Her hands were cool against his skin. He wanted to push them away, but he couldn’t seem to move. Impotence was not his problem. She had only to look at him to arouse him. It seemed like a terrible joke.
“You’re the kind of man who knows how to make a woman feel like she’s beautiful,” she said. Her lips trailed kisses along his jaw.
“You are beautiful.”
“Not really. Pretty, maybe. I’ll be an elegant old woman because my bones are good. But I lack the spark for beauty.”
“Ridiculous.” He found himself turning toward her.
“No. And it doesn’t matter. You’ve always made me feel beautiful. When you hold me a
nd make love to me, I feel like some combination of a supermodel and Hollywood star.”
“Supermodel?” He laughed, and the sound drifted seductively on the warm summer air.
“Sure. You make me feel sexy. Hey, I could pose in the nude, too, if it was you behind the camera. But the pictures would be too hot to print.”
“It had better be me behind that camera if you’re posing nude.”
“And you’re the kind of man who knows just what to do when the going gets rough.” She stroked her hand over his chest. Lightly and thoroughly. Again, then again. “Remember when I told my parents we were getting married, and my father said he’d cut me off if I married you? And you said that was great because you wanted the pleasure of supporting me all to yourself? Well, he’s still mulling that one over. It’s the only time in his life that he couldn’t think of an appropriately quelling response.”
“Fischer’s not so bad.”
“And you’re the kind of man who forgives.” She stroked her hand over his hip, circling, circling the part of him that was ready to sink into the very core of her.

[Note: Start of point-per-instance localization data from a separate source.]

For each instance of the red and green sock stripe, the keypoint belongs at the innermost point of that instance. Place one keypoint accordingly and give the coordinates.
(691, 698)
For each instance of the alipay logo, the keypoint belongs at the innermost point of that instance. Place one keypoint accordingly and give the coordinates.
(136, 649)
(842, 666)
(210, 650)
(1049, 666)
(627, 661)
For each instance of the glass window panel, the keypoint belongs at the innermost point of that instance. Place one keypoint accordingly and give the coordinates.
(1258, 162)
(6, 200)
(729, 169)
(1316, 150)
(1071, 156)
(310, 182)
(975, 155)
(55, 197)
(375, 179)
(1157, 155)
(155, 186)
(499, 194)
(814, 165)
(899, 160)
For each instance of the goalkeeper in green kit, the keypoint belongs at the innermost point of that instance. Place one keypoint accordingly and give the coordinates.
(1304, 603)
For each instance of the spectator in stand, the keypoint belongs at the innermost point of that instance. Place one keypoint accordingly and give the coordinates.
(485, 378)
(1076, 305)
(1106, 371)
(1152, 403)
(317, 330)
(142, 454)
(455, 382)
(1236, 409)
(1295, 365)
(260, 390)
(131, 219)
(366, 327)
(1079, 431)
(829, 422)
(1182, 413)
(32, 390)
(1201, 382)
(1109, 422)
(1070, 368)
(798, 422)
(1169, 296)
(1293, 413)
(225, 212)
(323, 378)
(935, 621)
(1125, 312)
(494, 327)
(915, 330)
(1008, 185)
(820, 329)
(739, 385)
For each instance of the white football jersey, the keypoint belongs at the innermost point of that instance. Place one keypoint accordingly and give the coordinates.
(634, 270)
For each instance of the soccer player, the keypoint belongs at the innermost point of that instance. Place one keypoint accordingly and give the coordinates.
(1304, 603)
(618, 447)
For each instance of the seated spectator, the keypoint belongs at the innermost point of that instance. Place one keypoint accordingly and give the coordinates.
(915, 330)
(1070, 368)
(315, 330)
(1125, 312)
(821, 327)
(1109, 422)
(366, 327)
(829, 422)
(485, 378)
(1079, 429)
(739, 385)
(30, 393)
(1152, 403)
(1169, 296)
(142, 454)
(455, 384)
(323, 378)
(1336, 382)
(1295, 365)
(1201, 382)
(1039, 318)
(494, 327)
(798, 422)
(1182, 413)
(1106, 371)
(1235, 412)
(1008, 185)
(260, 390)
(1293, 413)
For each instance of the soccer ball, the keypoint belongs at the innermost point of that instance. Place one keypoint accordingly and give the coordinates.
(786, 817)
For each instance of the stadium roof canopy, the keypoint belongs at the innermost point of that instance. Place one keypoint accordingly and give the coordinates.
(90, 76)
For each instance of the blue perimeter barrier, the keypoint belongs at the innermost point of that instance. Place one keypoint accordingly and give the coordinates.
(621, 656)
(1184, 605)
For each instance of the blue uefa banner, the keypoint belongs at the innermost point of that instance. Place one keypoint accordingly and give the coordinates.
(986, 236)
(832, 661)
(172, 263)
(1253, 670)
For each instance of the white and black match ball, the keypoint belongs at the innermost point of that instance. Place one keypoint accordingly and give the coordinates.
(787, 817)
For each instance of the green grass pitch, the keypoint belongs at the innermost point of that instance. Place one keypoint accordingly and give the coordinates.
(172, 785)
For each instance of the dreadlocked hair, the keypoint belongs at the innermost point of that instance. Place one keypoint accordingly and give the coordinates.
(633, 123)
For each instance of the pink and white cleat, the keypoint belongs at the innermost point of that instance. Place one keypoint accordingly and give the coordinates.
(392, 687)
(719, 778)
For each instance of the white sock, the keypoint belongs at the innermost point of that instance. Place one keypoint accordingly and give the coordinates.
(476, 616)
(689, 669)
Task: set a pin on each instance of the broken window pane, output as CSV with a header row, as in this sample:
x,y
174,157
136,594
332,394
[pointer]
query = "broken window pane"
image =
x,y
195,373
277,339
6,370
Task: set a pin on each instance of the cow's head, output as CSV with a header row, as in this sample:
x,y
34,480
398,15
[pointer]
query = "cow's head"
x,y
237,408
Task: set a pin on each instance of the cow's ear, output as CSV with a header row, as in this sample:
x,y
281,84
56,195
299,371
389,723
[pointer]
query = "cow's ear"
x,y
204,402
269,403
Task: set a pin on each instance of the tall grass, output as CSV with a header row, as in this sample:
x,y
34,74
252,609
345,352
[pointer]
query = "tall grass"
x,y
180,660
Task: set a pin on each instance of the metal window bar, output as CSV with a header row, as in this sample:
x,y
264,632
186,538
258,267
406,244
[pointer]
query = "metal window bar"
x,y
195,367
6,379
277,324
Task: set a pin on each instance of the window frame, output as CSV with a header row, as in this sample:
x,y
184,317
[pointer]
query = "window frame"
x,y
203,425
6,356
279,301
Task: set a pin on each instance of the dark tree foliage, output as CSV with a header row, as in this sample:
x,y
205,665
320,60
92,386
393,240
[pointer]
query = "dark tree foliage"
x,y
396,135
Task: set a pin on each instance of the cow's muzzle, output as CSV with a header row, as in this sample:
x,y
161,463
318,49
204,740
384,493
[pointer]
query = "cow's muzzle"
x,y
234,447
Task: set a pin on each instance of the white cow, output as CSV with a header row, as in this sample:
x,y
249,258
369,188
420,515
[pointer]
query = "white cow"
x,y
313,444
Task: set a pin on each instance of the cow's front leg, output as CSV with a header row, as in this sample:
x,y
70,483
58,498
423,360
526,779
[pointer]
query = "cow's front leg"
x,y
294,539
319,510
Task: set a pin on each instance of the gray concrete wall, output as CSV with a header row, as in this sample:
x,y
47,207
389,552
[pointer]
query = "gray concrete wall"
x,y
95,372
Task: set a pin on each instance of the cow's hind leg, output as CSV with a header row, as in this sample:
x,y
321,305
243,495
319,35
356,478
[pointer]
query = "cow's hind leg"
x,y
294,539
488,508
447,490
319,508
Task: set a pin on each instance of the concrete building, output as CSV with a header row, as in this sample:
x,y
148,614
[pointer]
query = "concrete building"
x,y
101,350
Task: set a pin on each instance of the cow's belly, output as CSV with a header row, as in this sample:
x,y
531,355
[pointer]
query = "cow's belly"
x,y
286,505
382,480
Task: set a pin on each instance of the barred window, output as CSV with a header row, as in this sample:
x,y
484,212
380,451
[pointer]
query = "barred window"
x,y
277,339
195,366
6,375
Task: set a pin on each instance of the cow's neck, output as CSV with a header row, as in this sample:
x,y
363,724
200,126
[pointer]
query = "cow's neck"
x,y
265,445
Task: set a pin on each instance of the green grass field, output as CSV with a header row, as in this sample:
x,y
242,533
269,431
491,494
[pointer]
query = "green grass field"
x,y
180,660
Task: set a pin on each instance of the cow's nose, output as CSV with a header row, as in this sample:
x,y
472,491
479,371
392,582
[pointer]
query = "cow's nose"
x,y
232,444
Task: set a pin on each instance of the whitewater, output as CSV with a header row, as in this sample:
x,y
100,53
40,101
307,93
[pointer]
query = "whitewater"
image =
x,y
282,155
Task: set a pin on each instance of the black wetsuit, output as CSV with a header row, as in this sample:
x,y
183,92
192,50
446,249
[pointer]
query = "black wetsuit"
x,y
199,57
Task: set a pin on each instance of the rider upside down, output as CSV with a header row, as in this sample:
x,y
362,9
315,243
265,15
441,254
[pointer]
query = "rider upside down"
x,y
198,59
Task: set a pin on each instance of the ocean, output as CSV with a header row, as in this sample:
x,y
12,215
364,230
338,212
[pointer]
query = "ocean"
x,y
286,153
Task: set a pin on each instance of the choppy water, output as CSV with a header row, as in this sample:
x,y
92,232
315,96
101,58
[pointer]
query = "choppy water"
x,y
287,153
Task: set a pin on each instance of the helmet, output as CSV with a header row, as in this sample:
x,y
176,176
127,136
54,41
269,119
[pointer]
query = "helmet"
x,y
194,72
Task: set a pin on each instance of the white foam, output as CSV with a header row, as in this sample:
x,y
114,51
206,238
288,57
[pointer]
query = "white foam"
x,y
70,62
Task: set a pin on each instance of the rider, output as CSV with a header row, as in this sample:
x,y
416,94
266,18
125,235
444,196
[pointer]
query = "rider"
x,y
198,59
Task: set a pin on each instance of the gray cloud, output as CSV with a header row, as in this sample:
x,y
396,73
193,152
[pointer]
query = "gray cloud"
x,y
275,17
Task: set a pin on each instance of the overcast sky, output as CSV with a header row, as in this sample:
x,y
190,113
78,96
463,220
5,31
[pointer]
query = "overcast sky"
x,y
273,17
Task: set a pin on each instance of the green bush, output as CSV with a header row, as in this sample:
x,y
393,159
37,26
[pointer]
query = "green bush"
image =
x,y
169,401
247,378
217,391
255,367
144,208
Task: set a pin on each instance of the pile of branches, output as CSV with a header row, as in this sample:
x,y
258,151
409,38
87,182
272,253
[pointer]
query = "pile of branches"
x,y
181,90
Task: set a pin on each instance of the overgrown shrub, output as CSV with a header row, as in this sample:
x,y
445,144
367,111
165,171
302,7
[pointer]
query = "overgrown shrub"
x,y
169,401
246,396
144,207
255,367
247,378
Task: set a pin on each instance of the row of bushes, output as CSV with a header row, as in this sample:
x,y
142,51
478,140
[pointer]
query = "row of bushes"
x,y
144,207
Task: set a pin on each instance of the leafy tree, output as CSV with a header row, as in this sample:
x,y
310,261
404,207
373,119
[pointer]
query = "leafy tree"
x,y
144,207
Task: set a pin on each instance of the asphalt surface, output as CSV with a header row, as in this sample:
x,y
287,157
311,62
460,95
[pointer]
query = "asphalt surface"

“I would have walked out of their house in Chevy Chase and never looked back,” she said, “but it might have ruined my life. You knew just how to handle my parents so that they had an open door when they needed one. And when they walked through that door you never said an unkind word to them. They’re still trying to figure out why they can’t seem to dislike you. God knows, they’ve tried hard enough.”
“You’re trying to drive me crazy.” His voice was thick, charged with desire.
“I’m crazy. Crazy about you, Joe. You’re the only man I’ll ever want. You’re too much man for me sometimes. I don’t know what to do with you.”
“I think you’ve got it figured out.” He took her lips, tasted and silenced them. She was the flavor of the warm night, the rose-scented breeze, the moisture-laden air. Her flesh was as soft as the rich North Carolina earth. He pulled her on top of him to feel her closer, to stretch her lithe body along the length of his and relearn its familiar secrets.
“No! No!”
For a minute he couldn’t imagine who was screaming. Then Sam stiffened. “Corey!”